Step 5: Affirm the teenager: State, “I will try and make sure you are up by then.” Note: if the time is 6:00…the wake up process should either begin 30 or more minutes before the necessary time, or 30 minutes after the suggested time, but never right at the time.  If you should choose the 30 minute early option go to step 6.  If you choose the 30 minutes after option…then this is not your first encounter with teenagers and you are likely trying to teach the teenager a lesson.  Decent idea, but it is not going to work…go to step 6.

Steps 6-12 should be performed at, roughly, 5 minute intervals.

Step 6: 30 minutes before the time of the awakening: Gently knock on the door and say, “Hannah, (the name is totally random and should not be thought to be referring to anyone in particular…especially not referring to my first born,) time to get up.”

Step 7: Gently open the door and say, “Hannah…you really need to get up now.”

Step 8: Open the door and speak loudly, “Hannah…get up!”

Step 9: Throw the door open, flip on the bright ceiling light and yell, “Get up!” At this point names are no longer necessary as anyone in the house should be aroused by the occurrences in the home.

Step 10: Approach the blob that is beneath the comforter and shake it, “Get up! You are going to be late”

Step 11: Jump on the blob.

Step 12:  Shake the blob. Jump on the blob. Then, rip the comforter free from the blob.

Step 13: 15 minutes AFTER the needed wake up time.  Throw the door open…again.  Turn on the light…again.  Shake the blob…again. Jump on the blob…again. Pull off the comforter…again.  Yell, “Get out of bed! You fell asleep again! You only have 15 minutes left to get ready.”
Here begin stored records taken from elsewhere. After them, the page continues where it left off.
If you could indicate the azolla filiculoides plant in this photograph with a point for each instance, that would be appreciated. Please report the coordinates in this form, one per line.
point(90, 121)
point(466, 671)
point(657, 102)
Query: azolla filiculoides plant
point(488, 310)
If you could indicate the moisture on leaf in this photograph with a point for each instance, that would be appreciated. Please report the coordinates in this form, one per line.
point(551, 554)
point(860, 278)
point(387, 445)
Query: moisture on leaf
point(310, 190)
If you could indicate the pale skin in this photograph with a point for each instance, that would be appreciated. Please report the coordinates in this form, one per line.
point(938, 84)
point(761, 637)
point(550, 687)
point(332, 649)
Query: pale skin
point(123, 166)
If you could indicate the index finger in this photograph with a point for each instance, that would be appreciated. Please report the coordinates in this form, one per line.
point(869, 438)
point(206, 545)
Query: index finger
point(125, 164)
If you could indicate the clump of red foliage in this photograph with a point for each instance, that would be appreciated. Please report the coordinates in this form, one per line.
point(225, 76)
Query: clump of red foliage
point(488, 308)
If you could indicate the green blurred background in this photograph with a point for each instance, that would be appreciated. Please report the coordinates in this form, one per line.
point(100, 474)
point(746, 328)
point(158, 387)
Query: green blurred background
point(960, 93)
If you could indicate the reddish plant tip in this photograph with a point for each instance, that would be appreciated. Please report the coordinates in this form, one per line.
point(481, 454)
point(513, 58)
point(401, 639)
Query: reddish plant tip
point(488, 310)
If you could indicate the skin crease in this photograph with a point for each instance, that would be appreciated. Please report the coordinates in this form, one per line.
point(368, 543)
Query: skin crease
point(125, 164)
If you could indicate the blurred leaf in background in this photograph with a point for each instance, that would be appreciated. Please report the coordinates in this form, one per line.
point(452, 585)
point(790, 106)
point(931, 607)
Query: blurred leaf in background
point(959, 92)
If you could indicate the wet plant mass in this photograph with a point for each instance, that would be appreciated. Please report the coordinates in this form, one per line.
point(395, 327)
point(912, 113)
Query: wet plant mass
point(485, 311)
Step 14: Cold water. Nothing more needs to be said…except, “School starts in 5 minutes.”

Step 15: Endure the next 5 minutes and listen to the teenager’s inevitable words, “Dad! I am going to be late for school! Why didn’t you get me up!”

It is inevitable, that if you happen to have a teenager living in your home, you will likely need to engage in some steps to wake…and reawake them on at least one, if not every, school day morning. Let’s be honest with ourselves…we all follow similar patterns in our own lives.  We often ebb and flow in our choices, our commitments and in our relationships.  Sometimes we need to be “reawakened,” especially in our spiritual journeys. We need to be reawakened to the goodness of God.  We need to be reawakened to the beauty of His Gospel.  Thankfully He is standing near us…ready to help…and if necessary…He may have a bucket of cold water. 

Luke 13:6-9 gives us an amazing picture of a loving God, leading the way to reawaken our hearts toward Him.  He cares, He digs, He fertilizes.  He takes the initiative to reawaken us to bear fruit, to bear goodness, kindness, love, peace, joy, patience and self control.